Back to the banking problem. We have entered a new era of banking where our "center" has moved. Our industry is no longer in a "3x3" world. I'm not saying banking was easy the past several years, just as for someone like me, even a 3x3 Rubik's isn't close to being easy. Plenty of folks have had difficulty putting all the parts of excellent banking together even in easier times. But many learned the methods and eventually put all "6 sides" of their puzzle into place.
But that has changed, almost certainly forever. The center is no longer fixed.

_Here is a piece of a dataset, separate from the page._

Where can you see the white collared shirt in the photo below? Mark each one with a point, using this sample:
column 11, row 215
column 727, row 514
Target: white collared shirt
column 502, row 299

Now, we can all pretend that we still live in a 3x3 world, at least until Chase, Bank of America, and Wells Fargo take over everything, or we can learn to become more like Feliks mastering the 5x5 in 38.52 seconds. It's a stark reality. We need to get better, faster, and smarter. Ignoring technological advances is just simply not an option. Even if we don't think the big money center banks can ever completely take over, we still have to contend with the fintechs jumping up around every corner.
My son the Gen-Z-er, has also opened a Robinhood account to trade partial shares of the stocks he likes, including Adobe, Amazon, and Apple. You recognize all the names. He's not alone. All of his friends are doing this, too. They all trade and they compare their performance. Admittedly, the dollar amounts are small, but they want to play the game. I imagine they aren't particularly interested in CDs at 0.05%.
These are your core customers in 10 years. To bank them, you need to be 5x5 proficient—maybe 6x6.
We can master this puzzle. We can win. But the center has moved and will keep on moving. We need new institutional capabilities. We cannot look at fintech or other new services and think we don't have to match, and often beat them. But like my son and his 4x4, or Felix and his 5x5—learning, effort, and practice will be required, and we'd better get started!
To my mind, the single statistic parameters that we have always used, like yield and duration, are the equivalent of executing a 3x3 cube. Yes, they may have sometimes worked ok in the past, but they are literally the road to failure in a 5x5 world. You cannot rely on that level of "technique" if you want to compete in this new era of banking. Please hear me. They are not good enough.
Yusheng Du is ranked #1 in the world at 3x3 Rubik's. You know who is ranked second? Feliks Zemdegs of 5x5 fame. Do you wonder where Yusheng Du is ranked on the 5x5 board? He's 66th. Feliks is also ranked #2 on the 7x7 Dayan cube. Yusheng doesn't break the top 100. Still impressive, but notice the asymmetry of skillsets? We need to be aiming at Feliks-like outcomes.
Hopefully, we'll never see banking like this: 33x33.
Final, final thought: It might be impossible to beat a really good fish taco. Seriously.